4. Provide Quick Fix (when applicable)
Timeout Fix Example:
// playwright.config.ts
timeout: 30000 → 60000 // Increase timeout
// OR in test
await page.waitForSelector('.element', { timeout: 60000 });
Selector Fix Example:
// Before (broken)
await page.click('.submit-button');
// After (fixed)
await page.click('[data-testid="submit-button"]'); // More stable
Network Fix Example:
// playwright.config.ts
use: {
baseURL: process.env.E2E_BASE_URL || 'http://localhost:3000',
// Add retry for network failures
retries: 2,
}
🔧 Enhancement 4: Quick Fix Script Generator
#!/bin/bash
# Generate executable quick fix scripts based on failure type
generate_quick_fix() {
local failure_type="$1"
local test_name="$2"
local selector="${3:-}"
local fix_script="logs/test-failures/fix-${test_name//[ \/]/-}.sh"
case "$failure_type" in
"Type A: Timeout")
cat > "$fix_script" <<'EOF'
#!/bin/bash
# Quick Fix: Increase timeout for slow elements
echo "🔧 Applying Timeout Fix"
# Option 1: Update playwright.config.ts globally
sed -i 's/timeout: 30000/timeout: 60000/g' tests/e2e/playwright.config.ts
# Option 2: Add timeout to specific test
echo ""
echo "💡 Or add timeout to specific test:"
echo "await page.waitForSelector('$selector', { timeout: 60000 });"

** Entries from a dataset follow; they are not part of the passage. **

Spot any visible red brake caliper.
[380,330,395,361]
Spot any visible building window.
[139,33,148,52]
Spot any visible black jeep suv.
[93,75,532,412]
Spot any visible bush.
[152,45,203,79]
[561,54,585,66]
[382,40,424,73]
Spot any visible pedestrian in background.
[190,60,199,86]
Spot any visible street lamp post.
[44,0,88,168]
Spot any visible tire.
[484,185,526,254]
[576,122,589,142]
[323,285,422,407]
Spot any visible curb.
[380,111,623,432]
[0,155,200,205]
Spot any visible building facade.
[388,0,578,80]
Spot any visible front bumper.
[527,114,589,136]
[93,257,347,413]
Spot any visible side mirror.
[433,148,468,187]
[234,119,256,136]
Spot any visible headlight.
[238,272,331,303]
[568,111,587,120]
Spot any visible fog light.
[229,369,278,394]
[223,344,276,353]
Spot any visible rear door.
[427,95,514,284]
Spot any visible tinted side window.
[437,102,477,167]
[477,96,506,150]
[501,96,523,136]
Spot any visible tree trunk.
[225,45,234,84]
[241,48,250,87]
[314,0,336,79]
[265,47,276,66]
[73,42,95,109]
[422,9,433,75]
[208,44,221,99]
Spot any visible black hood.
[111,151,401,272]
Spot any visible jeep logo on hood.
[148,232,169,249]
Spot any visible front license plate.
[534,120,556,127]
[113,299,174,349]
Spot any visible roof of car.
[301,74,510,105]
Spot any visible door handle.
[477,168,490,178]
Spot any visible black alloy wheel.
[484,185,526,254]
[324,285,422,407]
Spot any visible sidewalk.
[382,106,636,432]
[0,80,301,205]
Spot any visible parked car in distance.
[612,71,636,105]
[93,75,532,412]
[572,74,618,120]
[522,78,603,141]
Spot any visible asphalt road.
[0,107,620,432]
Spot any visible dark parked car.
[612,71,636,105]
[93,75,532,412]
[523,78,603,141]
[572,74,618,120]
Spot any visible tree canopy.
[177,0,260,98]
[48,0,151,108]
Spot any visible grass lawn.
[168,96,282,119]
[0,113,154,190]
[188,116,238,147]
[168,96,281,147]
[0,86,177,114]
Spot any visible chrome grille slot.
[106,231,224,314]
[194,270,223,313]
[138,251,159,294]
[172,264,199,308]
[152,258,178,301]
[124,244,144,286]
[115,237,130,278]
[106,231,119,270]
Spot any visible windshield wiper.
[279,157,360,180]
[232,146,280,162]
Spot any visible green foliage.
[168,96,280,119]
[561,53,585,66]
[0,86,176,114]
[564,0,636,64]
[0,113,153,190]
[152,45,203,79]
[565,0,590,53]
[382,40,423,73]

echo "✅ Fix applied. Re-run: npm run test:e2e"
EOF
;;
"Type B: Selector Not Found")
cat > "$fix_script" <<EOF
#!/bin/bash
# Quick Fix: Update selector to data-testid
echo "🔧 Applying Selector Fix"
# Suggest stable selector
echo "💡 Replace selector '$selector' with:"
echo " [data-testid=\"$(basename $selector)\"]"
echo ""
echo "Example:"
echo " await page.click('[data-testid=\"submit-button\"]');"

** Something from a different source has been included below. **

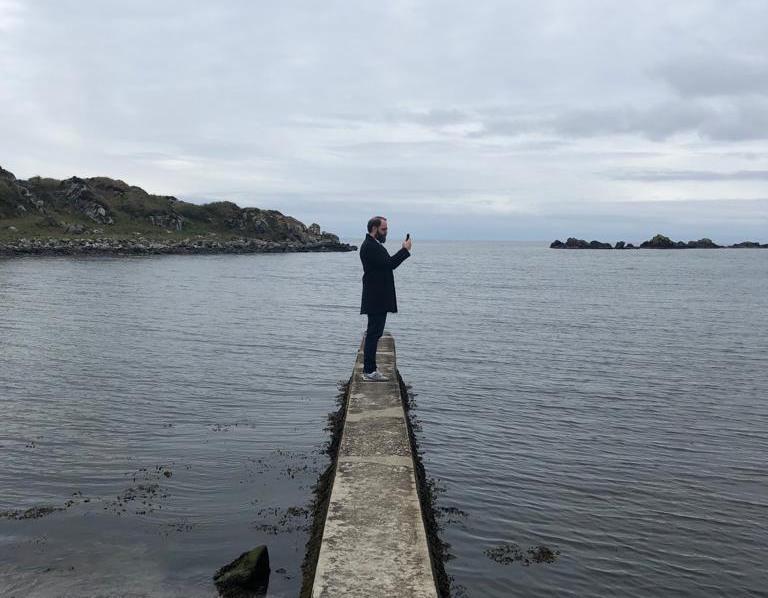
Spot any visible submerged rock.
[213,544,270,598]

echo "✅ Manual fix required. Update test file accordingly."
EOF
;;
"Type C: Network Failure")
cat > "$fix_script" <<'EOF'
#!/bin/bash
# Quick Fix: Add retry config and check backend
echo "🔧 Applying Network Failure Fix"
# Add retry to playwright.config.ts
sed -i '/use: {/a \ retries: 2,' tests/e2e/playwright.config.ts
# Check backend health
echo ""
echo "🩺 Checking backend health..."
curl -f http://localhost:3000/api/health || echo "❌ Backend not responding"
echo "✅ Retry config added. Re-run: npm run test:e2e"
EOF
;;
"Type D: Assertion Failure")
cat > "$fix_script" <<'EOF'
#!/bin/bash
# Quick Fix: Debug assertion failure
echo "🔧 Debugging Assertion Failure"
echo "💡 Check test data setup:"
echo " 1. Verify expected values are correct"
echo " 2. Check for race conditions (add waitForFunction)"
echo " 3. Review test data mocks"
echo ""
echo "Example fix:"
echo " await page.waitForFunction(() => document.querySelector('.status').textContent === 'completed');"
echo "✅ Manual debugging required."
EOF
;;
"Type E: Page Crash")
cat > "$fix_script" <<'EOF'
#!/bin/bash
# Quick Fix: Investigate page crash
echo "🔧 Investigating Page Crash"
echo "💡 Check browser console errors:"
echo " 1. Review trace file in Playwright Trace Viewer"
echo " 2. Check for memory leaks"
echo " 3. Verify navigation sequence"
echo ""
echo "Commands:"
echo " npx playwright show-trace test-results/.../trace.zip"
echo "⚠️ Critical issue - manual investigation required."
EOF
;;
*)
echo "❌ Unknown failure type: $failure_type"
return 1
;;
esac
chmod +x "$fix_script"
echo "✅ Quick fix script generated: $fix_script"
echo "$fix_script"
}
# Usage: generate_quick_fix "failure_type" "test_name" "[selector]"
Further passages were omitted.